The new Seamus Heaney Lecture Theatre is located in the Cregan Library on DCU’s St. Patrick’s Campus. This campus is home to the DCU Institute of Education, the only Faculty of Education in an Irish university. Established in 2016, the DCU Institute of Education came about through the integration of St. Patrick’s College Drumcondra, the Mater Dei Institute of Education, the Church of Ireland College of Education, and DCU’s School of Education Studies. “In choosing a name to associate with the most prominent lecture theatre on DCU’s St. Patrick’s Campus, in a venue frequented by thousands of students weekly, the driving principles were excellence, inspiration, and connection,” said Professor Brian MacCraith, President of DCU. “With these in mind, only one name was ever considered. I am very grateful to the Heaney family for allowing us name the lecture theatre in honour of Seamus. It will serve as an inspiration to many, many thousands of students and remind them not only of the beauty and power of his art but also of his affinity to teaching and the institution in which they study.”

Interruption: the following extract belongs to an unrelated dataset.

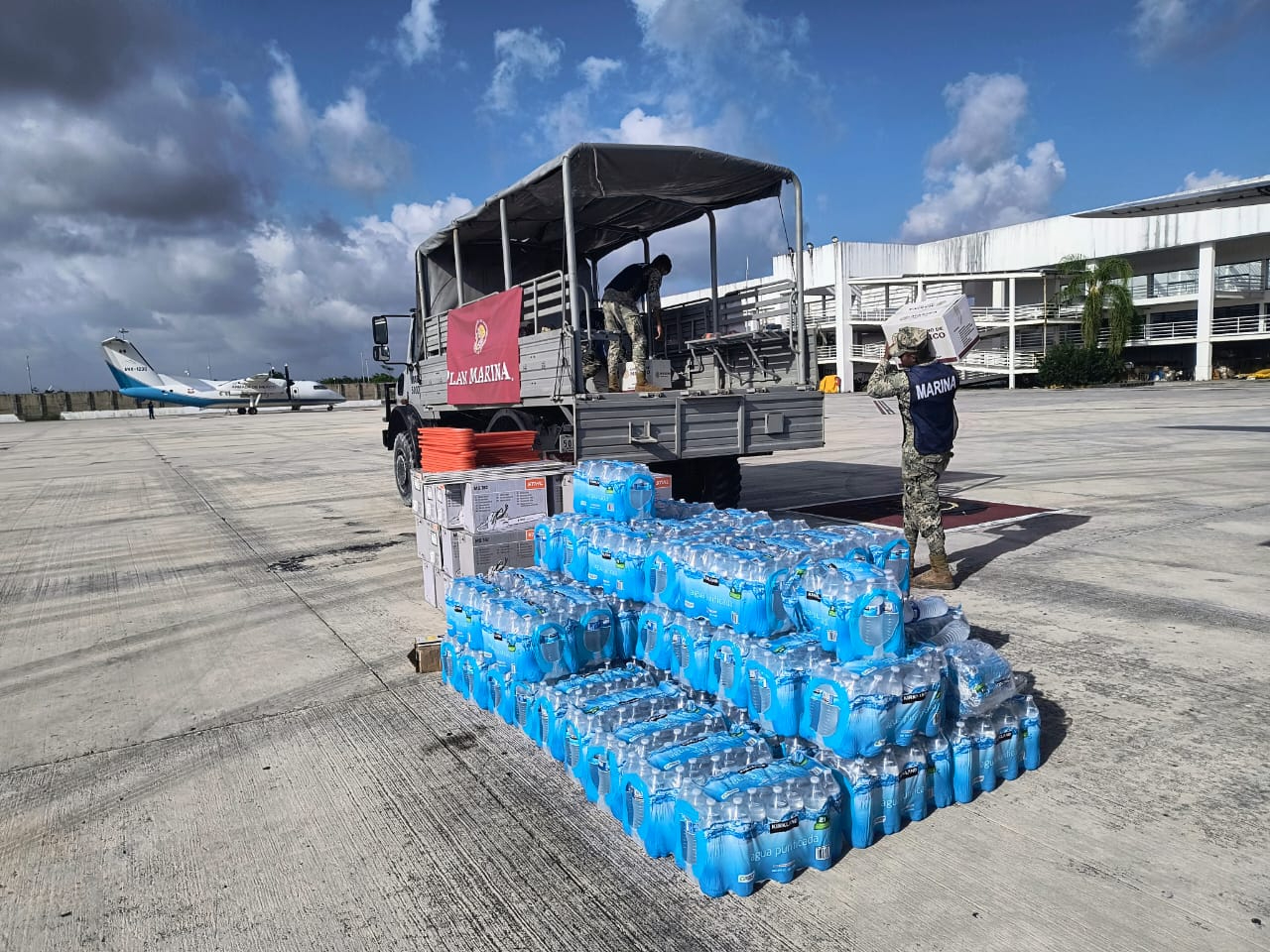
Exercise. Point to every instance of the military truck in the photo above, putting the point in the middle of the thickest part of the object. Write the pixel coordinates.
(508, 306)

The formal naming ceremony will also see the unveiling of a magnificent portrait drawing of Seamus Heaney by the renowned artist Colin Davidson. “In naming the lecture theatre, we wanted to go much further than a name on a wall,” said Professor MacCraith. “We wanted an appropriate image or symbol that would attract the passing student or visitor by its power and beauty.” The resulting work will hang outside the lecture theatre, reminding all who pass it of the enduring connection between Heaney and this place of learning, and his legacy not just as a poet, but as a teacher too.